Publication

Flow quantitation with echo-planar phase-contrast velocity mapping: in vitro and in vivo evaluation

Journal Paper/Review - Nov 1, 1995

Units
PubMed

Citation
Debatin J, Leung D, Wildermuth S, Botnar R, Felblinger J, McKinnon G. Flow quantitation with echo-planar phase-contrast velocity mapping: in vitro and in vivo evaluation. Journal of magnetic resonance imaging : JMRI 1995; 5:656-62.
Type
Journal Paper/Review (English)
Journal
Journal of magnetic resonance imaging : JMRI 1995; 5
Publication Date
Nov 1, 1995
Issn Print
1053-1807
Pages
656-62
Brief description/objective

We present a multishot echo-planar imaging (EPI) phase-contrast implementation for flow quantitation.
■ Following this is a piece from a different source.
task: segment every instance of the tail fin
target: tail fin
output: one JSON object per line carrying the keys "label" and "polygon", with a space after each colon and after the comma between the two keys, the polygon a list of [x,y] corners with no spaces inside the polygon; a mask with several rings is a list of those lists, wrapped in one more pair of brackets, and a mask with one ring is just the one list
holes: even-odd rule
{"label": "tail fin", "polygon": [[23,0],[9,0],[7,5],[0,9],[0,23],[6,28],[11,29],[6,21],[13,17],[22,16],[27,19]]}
The measurement accuracy of this technique was evaluated in vitro and in vivo. A gated eight-shot EPI phase-contrast sequence (TR/TE = 16/7.4, 45 degrees flip angle), with a flow-phase interval of 32 msec and an in-plane resolution of 2 x 2 mm was initially evaluated in a pulsatile flow phantom. Subsequently, EPI phase-contrast flow measurements of the ascending and descending aorta, obtained in 10 volunteers, were compared with flow volume data acquired with a conventional cine phase-contrast sequence (TR/TE = 24/7, 45 degrees flip angle, 48-msec flow-phase interval, 2 x 1 mm in-plane resolution). Comparisons between flow measurements were made using data obtained with the flow probe and cine phase contrast as the standard of reference for in vitro and in vivo measurements, respectively. EPI phase-contrast sequences reduced data acquisition times tenfold compared with cine phase-contrast sequences. EPI phase-contrast flow measurements correlated well with phantom flow (r = .98, slope = 1.1) as well as with aortic cine phase-contrast flow volume determinations (r = .98). A 95% confidence interval of measurement differences between echo-planar and cine phase-contrast imaging, ranging from 2.0 to -1058 mL/min was computed. Ultrafast phase-contrast flow measurements are possible. Multishot EPI phase-contrast imaging provides high measurement accuracy in pulsatile vessels while keeping the image acquisition interval short enough to be accomplished in a comfortable breath-hold.